Abstract digital art: two glowing, swirling forms in teal and gold, separated by a white geometric symbol on a dark background. — Generated with Gemini

▼ Summary

– OpenAI introduced two new AI models, o3 and o4-mini, on April 16th, focusing on enhanced reasoning capabilities.
– The models can natively process and reason about visual information, allowing users to upload and analyze photos, diagrams, and screenshots.
– o3 is the most powerful model, excelling in complex tasks such as coding, math, and visual perception, while o4-mini is a faster, cost-efficient alternative optimized for speed and high volumes of requests.
– Both models can use tools within ChatGPT, like web search and Python code execution, to solve multi-step problems independently.
– The new models are available to paying ChatGPT users and developers via API, with free users accessing reasoning capabilities through a “Think” option.

OpenAI has unveiled its latest AI developments, introducing two new models, o3 and o4-mini, belonging to its “o-series” focused on enhanced reasoning capabilities. Announced April 16th, these models represent a significant step forward, particularly in their ability to natively process and reason about visual information, alongside improvements in areas like coding and math.

Reasoning and Visual Integration

The core advancement highlighted with o3 and o4-mini is their capacity to “think with images.” Unlike previous models that might simply identify objects, these new systems can incorporate visual data directly into their reasoning process, or chain-of-thought. According to OpenAI, this means users can upload photos, diagrams (even blurry or imperfect ones), or screenshots, and the models can analyze, interpret, and use that visual information to solve problems or answer queries. For example, o3 could analyze a complex scientific poster image and potentially draw conclusions not explicitly stated in the text. This integration allows the models to manipulate images internally – cropping, zooming, rotating – as part of their problem-solving, without relying on separate specialized tools.

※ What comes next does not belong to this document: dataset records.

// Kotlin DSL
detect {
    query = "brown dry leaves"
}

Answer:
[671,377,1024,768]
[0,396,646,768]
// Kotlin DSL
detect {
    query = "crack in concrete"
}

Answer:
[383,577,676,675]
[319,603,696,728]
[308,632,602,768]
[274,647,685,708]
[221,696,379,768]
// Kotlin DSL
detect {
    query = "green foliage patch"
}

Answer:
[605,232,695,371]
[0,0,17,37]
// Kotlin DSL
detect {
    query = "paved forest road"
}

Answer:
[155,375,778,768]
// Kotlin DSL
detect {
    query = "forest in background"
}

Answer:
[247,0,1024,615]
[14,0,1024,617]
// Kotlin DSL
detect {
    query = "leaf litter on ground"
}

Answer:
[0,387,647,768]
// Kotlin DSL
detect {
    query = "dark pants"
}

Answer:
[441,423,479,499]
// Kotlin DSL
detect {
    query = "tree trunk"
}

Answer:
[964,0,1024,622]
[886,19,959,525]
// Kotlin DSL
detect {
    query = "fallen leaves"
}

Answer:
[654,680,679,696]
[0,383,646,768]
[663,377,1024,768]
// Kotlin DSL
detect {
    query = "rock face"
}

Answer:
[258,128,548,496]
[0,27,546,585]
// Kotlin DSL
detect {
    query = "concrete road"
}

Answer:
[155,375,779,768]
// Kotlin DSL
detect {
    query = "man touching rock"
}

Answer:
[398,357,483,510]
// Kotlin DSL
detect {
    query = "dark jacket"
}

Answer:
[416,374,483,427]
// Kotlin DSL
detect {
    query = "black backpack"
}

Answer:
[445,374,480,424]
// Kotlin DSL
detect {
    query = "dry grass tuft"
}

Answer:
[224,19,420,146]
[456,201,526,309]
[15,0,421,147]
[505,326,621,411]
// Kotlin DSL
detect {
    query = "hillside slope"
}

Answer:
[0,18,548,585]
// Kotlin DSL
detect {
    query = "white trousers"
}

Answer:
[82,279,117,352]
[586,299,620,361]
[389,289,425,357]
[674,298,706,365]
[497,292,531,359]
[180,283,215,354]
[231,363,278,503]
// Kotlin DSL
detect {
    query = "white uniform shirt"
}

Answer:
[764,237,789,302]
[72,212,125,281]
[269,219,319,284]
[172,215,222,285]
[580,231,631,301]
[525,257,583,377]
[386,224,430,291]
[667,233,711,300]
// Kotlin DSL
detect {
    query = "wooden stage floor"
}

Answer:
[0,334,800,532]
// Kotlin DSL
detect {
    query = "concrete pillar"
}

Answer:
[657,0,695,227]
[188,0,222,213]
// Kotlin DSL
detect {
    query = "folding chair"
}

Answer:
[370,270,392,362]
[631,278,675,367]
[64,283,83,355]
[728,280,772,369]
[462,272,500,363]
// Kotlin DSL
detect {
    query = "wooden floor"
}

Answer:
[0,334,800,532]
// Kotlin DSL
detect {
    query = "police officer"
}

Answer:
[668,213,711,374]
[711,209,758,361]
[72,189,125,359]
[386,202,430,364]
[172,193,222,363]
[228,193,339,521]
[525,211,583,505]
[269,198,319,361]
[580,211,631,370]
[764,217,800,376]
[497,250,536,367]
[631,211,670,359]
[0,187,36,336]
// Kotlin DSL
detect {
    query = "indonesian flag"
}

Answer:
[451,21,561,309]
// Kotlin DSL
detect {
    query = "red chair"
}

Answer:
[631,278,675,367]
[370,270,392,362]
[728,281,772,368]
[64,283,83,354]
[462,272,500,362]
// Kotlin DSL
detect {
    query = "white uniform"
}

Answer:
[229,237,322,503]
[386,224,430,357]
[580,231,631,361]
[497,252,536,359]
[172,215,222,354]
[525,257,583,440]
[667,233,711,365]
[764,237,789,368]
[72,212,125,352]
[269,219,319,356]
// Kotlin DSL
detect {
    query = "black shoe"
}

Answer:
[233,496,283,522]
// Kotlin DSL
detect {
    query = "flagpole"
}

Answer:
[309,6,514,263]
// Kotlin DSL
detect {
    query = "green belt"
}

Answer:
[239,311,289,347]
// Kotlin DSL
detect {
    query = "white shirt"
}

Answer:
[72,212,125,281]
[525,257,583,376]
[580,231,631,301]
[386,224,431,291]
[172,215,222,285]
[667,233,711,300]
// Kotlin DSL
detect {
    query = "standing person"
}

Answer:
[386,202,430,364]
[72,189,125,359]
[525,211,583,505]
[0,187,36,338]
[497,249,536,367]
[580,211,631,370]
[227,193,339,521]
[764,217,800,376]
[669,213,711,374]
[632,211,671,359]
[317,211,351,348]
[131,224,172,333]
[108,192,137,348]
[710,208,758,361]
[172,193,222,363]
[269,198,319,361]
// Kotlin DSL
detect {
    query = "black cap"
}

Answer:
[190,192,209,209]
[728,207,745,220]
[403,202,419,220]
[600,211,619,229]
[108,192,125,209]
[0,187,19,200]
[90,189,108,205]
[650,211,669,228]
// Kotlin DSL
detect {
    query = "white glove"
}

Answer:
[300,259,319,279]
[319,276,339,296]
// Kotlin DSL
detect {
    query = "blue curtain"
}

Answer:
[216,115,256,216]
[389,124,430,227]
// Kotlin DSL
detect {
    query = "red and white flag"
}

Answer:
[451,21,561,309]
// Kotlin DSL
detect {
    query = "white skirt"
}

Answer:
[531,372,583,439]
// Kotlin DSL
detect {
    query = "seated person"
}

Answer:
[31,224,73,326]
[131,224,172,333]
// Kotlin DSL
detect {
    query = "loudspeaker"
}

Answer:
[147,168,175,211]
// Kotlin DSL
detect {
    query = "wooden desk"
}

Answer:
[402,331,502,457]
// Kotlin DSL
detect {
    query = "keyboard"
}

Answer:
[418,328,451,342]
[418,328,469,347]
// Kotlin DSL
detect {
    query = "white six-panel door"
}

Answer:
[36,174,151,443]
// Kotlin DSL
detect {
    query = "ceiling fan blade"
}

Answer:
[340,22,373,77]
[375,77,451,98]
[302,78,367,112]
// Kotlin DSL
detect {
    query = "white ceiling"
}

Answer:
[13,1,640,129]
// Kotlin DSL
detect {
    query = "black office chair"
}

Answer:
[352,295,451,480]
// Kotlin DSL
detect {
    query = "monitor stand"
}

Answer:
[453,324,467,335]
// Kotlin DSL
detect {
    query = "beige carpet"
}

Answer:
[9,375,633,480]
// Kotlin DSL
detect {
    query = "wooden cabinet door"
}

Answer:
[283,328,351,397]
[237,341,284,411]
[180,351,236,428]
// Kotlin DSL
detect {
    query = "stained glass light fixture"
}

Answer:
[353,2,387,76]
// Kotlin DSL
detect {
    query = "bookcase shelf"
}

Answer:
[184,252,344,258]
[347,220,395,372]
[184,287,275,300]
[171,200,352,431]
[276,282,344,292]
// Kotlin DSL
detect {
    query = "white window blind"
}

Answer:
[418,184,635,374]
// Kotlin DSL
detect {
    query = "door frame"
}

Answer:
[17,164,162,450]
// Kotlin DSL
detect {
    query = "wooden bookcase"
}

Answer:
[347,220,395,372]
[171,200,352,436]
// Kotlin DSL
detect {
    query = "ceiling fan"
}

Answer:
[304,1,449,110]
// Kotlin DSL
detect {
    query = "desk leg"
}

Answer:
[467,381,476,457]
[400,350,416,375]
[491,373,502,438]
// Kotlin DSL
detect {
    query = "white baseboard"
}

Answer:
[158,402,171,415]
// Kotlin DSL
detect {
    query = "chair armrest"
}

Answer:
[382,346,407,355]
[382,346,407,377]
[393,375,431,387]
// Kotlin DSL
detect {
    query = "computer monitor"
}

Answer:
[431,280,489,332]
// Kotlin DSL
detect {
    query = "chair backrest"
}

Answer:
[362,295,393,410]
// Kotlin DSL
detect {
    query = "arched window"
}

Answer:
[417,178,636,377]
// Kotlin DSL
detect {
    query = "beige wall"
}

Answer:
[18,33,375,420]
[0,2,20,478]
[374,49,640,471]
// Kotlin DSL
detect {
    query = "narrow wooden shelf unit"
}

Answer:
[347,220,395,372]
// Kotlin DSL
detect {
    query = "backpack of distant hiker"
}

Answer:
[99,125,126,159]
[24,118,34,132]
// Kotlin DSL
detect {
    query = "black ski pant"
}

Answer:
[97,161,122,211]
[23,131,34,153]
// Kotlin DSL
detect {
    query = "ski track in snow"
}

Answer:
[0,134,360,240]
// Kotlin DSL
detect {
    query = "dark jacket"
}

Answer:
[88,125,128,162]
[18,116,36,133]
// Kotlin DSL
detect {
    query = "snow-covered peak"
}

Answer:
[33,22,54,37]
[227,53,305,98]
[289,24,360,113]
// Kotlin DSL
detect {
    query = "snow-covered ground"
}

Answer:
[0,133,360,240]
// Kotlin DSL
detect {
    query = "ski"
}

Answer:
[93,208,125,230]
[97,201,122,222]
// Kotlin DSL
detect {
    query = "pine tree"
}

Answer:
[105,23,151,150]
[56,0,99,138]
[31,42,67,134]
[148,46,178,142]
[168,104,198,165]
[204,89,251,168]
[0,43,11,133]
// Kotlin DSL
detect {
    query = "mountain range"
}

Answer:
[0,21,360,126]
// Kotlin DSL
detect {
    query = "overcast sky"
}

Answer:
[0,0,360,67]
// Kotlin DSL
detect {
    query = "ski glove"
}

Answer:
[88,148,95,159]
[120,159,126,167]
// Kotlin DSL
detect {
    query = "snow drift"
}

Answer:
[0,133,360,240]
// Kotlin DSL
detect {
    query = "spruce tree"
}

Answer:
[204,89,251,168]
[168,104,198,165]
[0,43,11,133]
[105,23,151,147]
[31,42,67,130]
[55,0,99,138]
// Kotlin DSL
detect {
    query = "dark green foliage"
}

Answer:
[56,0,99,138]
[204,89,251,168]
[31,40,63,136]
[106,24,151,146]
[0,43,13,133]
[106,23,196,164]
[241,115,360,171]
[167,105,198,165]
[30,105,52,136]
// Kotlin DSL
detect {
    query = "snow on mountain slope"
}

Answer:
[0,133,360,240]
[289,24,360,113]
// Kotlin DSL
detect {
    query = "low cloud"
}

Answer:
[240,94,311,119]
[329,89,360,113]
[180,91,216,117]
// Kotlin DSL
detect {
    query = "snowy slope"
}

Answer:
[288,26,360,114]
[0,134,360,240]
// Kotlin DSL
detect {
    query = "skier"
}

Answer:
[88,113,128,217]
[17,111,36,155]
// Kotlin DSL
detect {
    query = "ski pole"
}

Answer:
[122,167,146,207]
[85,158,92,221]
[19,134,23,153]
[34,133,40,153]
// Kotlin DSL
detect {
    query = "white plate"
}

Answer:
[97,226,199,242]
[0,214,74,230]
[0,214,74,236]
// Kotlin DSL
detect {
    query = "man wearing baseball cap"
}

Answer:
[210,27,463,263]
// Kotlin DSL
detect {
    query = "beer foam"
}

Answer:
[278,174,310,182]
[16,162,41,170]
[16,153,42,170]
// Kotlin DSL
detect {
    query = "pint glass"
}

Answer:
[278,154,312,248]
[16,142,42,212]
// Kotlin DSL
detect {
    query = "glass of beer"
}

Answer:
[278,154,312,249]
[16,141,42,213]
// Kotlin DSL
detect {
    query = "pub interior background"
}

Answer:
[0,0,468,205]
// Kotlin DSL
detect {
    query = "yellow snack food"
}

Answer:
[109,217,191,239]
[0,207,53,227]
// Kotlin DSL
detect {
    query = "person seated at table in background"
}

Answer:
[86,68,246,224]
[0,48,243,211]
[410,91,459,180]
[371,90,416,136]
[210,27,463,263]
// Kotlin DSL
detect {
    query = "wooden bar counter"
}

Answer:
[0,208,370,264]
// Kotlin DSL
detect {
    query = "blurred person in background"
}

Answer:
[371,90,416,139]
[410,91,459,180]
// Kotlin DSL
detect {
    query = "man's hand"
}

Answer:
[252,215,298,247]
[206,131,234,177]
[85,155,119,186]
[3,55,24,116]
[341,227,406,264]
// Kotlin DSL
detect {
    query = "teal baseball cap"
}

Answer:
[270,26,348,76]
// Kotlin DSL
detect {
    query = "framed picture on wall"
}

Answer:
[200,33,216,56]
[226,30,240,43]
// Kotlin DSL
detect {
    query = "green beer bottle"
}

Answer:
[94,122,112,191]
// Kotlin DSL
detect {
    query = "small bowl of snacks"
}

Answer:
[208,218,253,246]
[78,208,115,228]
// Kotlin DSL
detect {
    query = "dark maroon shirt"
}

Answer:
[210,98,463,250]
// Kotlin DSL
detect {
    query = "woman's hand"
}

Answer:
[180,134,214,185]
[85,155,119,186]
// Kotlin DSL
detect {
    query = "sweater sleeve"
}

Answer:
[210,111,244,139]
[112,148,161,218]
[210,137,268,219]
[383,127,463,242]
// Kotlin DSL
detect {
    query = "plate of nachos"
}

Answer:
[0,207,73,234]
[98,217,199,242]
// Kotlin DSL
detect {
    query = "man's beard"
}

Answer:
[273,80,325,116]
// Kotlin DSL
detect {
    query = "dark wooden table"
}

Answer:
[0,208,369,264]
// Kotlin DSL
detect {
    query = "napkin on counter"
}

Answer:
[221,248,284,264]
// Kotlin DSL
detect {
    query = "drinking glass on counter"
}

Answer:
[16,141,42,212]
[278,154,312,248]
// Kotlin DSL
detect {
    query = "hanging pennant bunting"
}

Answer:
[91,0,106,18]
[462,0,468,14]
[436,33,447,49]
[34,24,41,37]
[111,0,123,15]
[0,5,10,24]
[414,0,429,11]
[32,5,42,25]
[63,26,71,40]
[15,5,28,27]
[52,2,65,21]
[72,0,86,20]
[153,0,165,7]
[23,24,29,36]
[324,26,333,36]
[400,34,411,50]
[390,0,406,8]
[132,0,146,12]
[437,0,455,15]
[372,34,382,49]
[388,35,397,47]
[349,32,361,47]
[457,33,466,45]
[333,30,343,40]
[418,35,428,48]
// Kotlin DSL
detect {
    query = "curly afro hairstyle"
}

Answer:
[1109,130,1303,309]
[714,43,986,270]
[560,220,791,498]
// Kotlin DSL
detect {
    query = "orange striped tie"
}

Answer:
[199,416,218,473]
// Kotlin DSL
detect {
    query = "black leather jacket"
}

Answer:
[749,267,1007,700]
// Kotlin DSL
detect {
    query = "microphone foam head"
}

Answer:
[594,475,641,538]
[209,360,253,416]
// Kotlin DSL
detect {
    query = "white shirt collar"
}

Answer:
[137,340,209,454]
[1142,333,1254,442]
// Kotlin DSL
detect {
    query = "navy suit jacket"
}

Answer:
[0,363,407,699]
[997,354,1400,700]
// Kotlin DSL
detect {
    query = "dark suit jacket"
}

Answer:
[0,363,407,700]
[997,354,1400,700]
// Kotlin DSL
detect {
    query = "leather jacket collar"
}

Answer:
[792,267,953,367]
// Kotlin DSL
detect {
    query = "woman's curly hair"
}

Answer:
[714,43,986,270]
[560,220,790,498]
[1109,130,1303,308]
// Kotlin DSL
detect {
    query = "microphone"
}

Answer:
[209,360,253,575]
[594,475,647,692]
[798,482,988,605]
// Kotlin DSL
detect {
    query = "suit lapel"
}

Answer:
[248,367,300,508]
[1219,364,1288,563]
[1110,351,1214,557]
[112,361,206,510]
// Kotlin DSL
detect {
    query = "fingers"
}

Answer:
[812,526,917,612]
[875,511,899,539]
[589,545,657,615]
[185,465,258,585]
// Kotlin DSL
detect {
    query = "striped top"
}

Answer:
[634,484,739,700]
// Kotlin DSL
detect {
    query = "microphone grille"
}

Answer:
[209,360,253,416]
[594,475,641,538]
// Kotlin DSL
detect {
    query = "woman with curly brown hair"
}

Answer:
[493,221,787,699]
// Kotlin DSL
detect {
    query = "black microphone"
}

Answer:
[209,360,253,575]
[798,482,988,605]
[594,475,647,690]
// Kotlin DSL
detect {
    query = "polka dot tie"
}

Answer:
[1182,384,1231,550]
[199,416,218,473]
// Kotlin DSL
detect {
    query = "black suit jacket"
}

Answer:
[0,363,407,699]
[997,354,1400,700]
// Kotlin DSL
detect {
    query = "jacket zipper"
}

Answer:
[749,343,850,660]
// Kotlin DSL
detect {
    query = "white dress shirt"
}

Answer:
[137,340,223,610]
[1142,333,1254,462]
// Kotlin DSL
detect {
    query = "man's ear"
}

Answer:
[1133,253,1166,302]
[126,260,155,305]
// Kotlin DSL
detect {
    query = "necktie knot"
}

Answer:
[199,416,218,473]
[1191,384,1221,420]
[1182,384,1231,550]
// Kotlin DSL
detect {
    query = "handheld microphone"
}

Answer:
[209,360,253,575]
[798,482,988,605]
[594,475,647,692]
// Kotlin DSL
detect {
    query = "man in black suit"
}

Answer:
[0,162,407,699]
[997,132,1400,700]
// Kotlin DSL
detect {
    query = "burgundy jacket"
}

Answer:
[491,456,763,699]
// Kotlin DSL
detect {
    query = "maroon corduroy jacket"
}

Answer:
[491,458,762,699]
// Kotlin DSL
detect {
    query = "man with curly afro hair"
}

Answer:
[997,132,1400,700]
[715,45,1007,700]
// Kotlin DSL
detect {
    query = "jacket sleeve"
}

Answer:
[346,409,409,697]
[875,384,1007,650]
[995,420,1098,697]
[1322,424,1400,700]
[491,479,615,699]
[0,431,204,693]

Meet the Models: o3 and o4-mini

OpenAI positions o3 as its most powerful reasoning model to date, pushing performance boundaries in complex tasks involving coding, math, science, and visual perception. It reportedly makes fewer errors than previous models on difficult tasks and excels at analyzing charts and graphics. o4-mini is designed as a smaller, faster, and more cost-efficient alternative. While still highly capable, especially in math, coding, and visual tasks, it’s optimized for scenarios requiring speed or handling high volumes of requests. Both models are also described as being able to “agentically” use all available tools within ChatGPT – like web search, Python code execution, and image generation – to tackle multi-step problems more independently.

Availability and Context

These new reasoning models are being rolled out, starting with availability for paying ChatGPT users (Plus, Pro, Team) and via the API for developers. Free users can reportedly access the reasoning capability via a “Think” option. This release follows closely on other recent OpenAI announcements, including the GPT-4.1 family of models, indicating a rapid pace of development. The ability to deeply integrate visual understanding into language models is a key area of advancement across the AI industry, and the o3 and o4-mini models represent OpenAI’s latest contribution to this evolving landscape, aiming for AI that interacts with information more comprehensively.